INTERNATIONAL COAL NEWS

Patriot shuffles chairs

APPALACHIAN coal producer Patriot Coal has made some changes to its leadership team as it struggl...

Haydn Black

The past few weeks have seen the company idle its Samples surface mine and Winchester underground mine at its Paint Creek complex, West Virginia, due to high coal inventory levels driven by a combination of the CSX rail service disruption in February and continued weakness in demand for coal.

Appalachian thermal coal markets have been particularly hard hit over recent months by the combined impacts of coal-fired plant closures driven by EPA emission regulations, low-cost natural gas, and diminished export opportunities.

An estimated 35 out of 400 positions were permanently eliminated.

Internally Michael Day has been promoted to the new position of executive vice president and COO from his role as EVP – operations.

In his new role, reporting to new CEO Robert W Bennett, Day will have a greater role in corporate business planning and decision making, Patriot said.

He will retain his oversight responsibility for all of Patriot's operations, as well as the safety, engineering, purchasing and maintenance roles.

Former Peabody Coal executive Bennett recently replaced Bennett K Hatfield in the top role, having been chief marketing officer since 2009.

One of their first orders of business will be to address the suit, filed in the US District Court for the Southern District of West Virginia last week that claims the company’s water runoff from more than 20 valley fills into the Mud River and its tributaries – including Lukey Fork, Ballard Fork, Berry Branch, Sugartree Branch and Stanley Fork – are extremely high in conductivity pollution.

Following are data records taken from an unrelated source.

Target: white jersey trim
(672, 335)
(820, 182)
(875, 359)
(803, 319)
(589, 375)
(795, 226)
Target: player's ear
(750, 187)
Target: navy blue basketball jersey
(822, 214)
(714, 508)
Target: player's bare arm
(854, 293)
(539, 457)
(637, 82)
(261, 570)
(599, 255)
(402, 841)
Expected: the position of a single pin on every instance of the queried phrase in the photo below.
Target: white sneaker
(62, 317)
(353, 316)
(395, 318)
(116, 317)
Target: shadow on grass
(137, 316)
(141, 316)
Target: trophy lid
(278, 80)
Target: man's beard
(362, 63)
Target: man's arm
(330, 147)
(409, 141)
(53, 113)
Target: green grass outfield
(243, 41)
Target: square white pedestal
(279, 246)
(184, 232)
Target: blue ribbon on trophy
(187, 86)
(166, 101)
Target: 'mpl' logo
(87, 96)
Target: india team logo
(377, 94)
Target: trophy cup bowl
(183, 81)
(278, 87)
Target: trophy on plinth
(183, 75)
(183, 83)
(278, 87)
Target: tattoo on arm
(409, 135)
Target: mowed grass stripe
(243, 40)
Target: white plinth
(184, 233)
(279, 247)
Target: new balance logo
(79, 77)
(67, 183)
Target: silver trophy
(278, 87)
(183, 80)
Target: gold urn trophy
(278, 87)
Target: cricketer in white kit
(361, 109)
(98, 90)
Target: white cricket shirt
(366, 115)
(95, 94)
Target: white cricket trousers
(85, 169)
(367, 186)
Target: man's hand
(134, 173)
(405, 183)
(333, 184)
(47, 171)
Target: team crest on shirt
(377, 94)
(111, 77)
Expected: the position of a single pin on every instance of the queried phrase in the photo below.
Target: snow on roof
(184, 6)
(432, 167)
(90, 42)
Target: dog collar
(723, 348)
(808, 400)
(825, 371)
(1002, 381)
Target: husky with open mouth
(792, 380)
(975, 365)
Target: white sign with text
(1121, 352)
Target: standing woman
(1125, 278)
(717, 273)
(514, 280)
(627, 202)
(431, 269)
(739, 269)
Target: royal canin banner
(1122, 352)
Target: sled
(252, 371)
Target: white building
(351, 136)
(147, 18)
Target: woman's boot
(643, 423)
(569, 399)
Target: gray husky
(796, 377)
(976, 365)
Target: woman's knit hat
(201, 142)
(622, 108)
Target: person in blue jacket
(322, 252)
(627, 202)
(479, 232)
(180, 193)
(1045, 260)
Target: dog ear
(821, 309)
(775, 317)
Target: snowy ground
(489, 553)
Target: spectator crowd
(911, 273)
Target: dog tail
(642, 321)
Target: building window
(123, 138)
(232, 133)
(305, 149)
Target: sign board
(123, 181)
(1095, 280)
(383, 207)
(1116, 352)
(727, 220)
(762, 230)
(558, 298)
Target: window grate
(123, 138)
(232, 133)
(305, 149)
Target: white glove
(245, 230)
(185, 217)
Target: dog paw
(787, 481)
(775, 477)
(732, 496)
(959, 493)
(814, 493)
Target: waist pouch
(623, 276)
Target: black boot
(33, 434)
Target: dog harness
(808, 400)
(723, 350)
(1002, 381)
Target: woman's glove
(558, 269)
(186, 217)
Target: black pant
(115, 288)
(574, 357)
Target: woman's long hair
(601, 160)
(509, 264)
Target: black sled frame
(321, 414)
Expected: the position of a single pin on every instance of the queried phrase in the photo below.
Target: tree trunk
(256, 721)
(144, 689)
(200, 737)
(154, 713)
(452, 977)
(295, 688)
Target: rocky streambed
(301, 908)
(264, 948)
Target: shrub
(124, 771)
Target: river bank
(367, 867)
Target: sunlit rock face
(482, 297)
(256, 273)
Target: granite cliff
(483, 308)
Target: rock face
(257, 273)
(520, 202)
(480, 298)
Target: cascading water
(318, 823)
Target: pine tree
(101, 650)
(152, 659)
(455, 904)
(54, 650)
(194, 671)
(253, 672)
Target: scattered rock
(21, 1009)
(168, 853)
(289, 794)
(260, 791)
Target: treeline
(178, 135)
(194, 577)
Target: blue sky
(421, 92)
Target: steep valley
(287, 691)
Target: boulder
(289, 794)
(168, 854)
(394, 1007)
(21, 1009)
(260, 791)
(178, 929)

The Mud River and many of its tributaries have been listed as biologically impaired by the West Virginia Department of Environmental Protection since at least 2004.

“Patriot Coal is flagrantly violating the terms and protections that are in its own permits, and this has created a serious water quality problem over a significant area,” the Ohio Valley Environmental Coalition’s Dianne Bady said.

“Treating this pollution will be challenging, and should be a reminder that the coal industry has long avoided paying for the true cost of its mining operations. Instead, much of that cost has been offloaded onto West Virginia's water, its wildlife and its citizens.”

Patriot controls 1.4 billion tons of coal reserves, including 300 million tons of metallurgical reserves, and is one of the largest holders of Eastern US coal reserves, operates state-of-the-art mine complexes in three US coal basins, and benefits from broad transportation optionality.